5 PHARMACOLOGICAL PROPERTIES
5.1 Pharmacodynamic properties
ATC code: B03A A02 Iron bivalent, oral preparations Iron is an essential constituent of the body, and is necessary for haemoglobin formation and for the oxidative processes of living tissues. Iron and iron salts should be given for the treatment or prophylaxis of iron deficiency anaemias.
Preparations of iron are administered by mouth, by intramuscular or intravenous injection.
Soluble ferrous salts are most effective by mouth. Ferrous fumarate is an easily absorbed source of iron for replacement therapy.
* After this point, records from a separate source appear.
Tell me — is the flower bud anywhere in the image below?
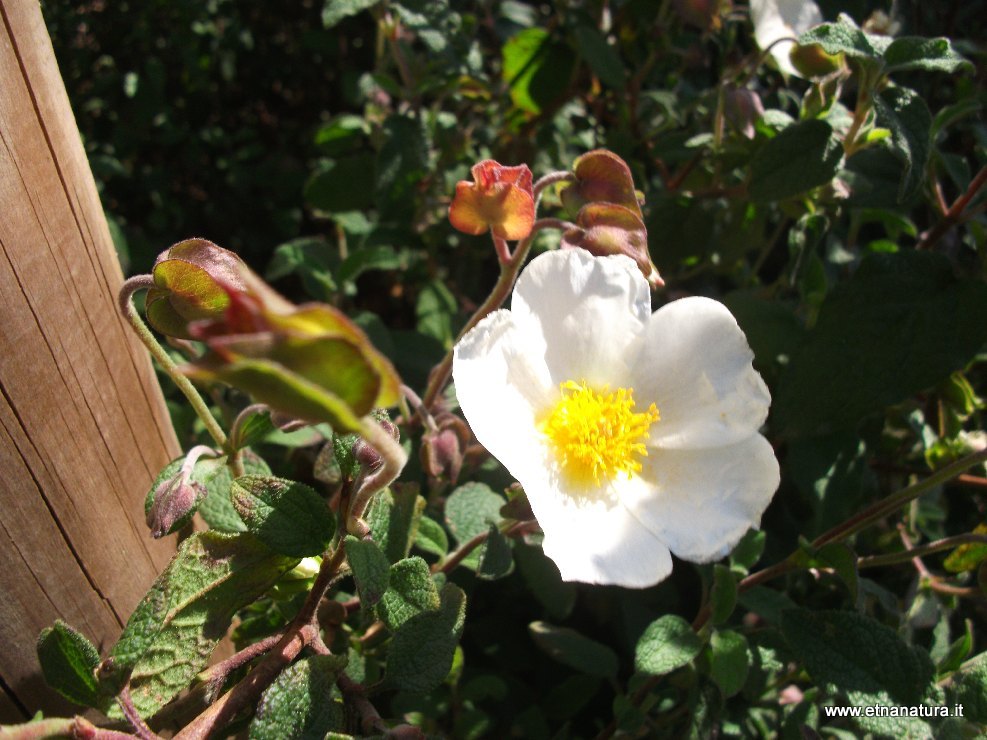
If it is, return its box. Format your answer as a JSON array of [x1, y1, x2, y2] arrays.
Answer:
[[723, 86, 764, 139], [144, 445, 215, 539], [145, 239, 249, 339], [561, 149, 641, 218], [562, 203, 665, 288], [449, 159, 535, 241], [788, 44, 846, 78], [420, 414, 470, 484], [353, 419, 401, 470]]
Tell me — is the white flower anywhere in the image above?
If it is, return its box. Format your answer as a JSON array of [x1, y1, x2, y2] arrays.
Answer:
[[751, 0, 823, 77], [453, 249, 779, 587]]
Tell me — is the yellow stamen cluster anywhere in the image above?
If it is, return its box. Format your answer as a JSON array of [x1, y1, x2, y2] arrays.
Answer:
[[539, 380, 659, 485]]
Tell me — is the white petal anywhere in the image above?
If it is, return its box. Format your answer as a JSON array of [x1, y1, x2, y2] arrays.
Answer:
[[519, 464, 672, 588], [631, 297, 771, 448], [751, 0, 823, 77], [452, 311, 557, 480], [620, 434, 779, 563], [511, 249, 651, 387]]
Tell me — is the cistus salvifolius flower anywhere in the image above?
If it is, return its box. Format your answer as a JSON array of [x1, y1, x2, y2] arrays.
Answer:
[[453, 249, 779, 587]]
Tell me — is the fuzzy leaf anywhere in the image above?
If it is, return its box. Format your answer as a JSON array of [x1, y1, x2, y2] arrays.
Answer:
[[249, 655, 346, 740], [750, 119, 843, 203], [781, 609, 935, 706], [445, 483, 504, 570], [384, 583, 466, 693], [415, 516, 449, 558], [232, 475, 336, 558], [367, 486, 425, 563], [772, 252, 987, 436], [634, 614, 703, 676], [874, 87, 932, 201], [709, 630, 751, 698], [102, 532, 298, 717], [37, 619, 100, 707], [884, 36, 973, 73], [346, 535, 390, 607], [378, 557, 439, 632], [528, 622, 618, 680]]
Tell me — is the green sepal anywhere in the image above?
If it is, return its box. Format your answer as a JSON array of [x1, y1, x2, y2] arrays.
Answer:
[[231, 475, 336, 558]]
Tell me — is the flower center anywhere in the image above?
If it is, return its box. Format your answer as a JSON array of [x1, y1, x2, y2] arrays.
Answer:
[[539, 380, 659, 485]]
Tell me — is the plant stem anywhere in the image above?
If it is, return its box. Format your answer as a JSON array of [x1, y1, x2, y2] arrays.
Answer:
[[812, 448, 987, 547], [857, 534, 987, 568], [175, 542, 346, 740], [422, 217, 566, 409], [915, 167, 987, 249], [119, 275, 228, 451]]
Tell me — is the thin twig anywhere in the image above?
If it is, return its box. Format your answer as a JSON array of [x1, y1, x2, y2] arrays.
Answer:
[[915, 167, 987, 249]]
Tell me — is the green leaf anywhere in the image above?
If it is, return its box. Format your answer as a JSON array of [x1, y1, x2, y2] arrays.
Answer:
[[445, 483, 505, 570], [378, 557, 439, 632], [884, 36, 973, 73], [575, 25, 627, 89], [798, 14, 891, 65], [943, 524, 987, 573], [302, 152, 375, 214], [322, 0, 380, 28], [37, 619, 100, 707], [192, 450, 271, 534], [953, 653, 987, 724], [514, 542, 576, 621], [781, 609, 936, 706], [709, 630, 751, 698], [102, 532, 298, 717], [501, 28, 576, 114], [248, 655, 346, 740], [874, 87, 932, 201], [749, 119, 843, 203], [346, 535, 391, 608], [384, 583, 466, 693], [634, 614, 703, 676], [773, 252, 987, 436], [415, 516, 449, 558], [232, 475, 336, 558], [366, 486, 425, 563], [528, 622, 618, 680], [709, 565, 737, 624]]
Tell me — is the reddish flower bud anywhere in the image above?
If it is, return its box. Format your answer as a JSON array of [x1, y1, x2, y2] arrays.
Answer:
[[562, 203, 665, 288], [449, 159, 535, 241]]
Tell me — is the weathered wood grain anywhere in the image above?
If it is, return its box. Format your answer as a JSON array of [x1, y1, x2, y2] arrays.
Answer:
[[0, 0, 178, 722]]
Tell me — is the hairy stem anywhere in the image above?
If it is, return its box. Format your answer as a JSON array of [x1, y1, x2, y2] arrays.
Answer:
[[422, 217, 567, 409], [119, 275, 227, 450], [346, 416, 408, 537]]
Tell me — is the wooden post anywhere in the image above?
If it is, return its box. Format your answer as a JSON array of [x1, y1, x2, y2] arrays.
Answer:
[[0, 0, 178, 723]]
It is a salt of ferrous iron with an organic acid and is less irritant to the gastro-intestinal tract than salts with inorganic acids.
5.2 Pharmacokinetic properties
In the acid conditions of the gastric contents, ferrous fumarate is dissociated and ferrous ions are liberated. These ions are absorbed in the proximal portion of the duodenum.
The ferrous iron absorbed by the mucosal cells of the duodenum is oxidised to the ferric form, and this is bound to protein to form Ferritin.
Ferritin in the mucosal cells releases iron into the blood, where it is bound to transferrin and passed into the iron stores - liver, spleen, and bone marrow.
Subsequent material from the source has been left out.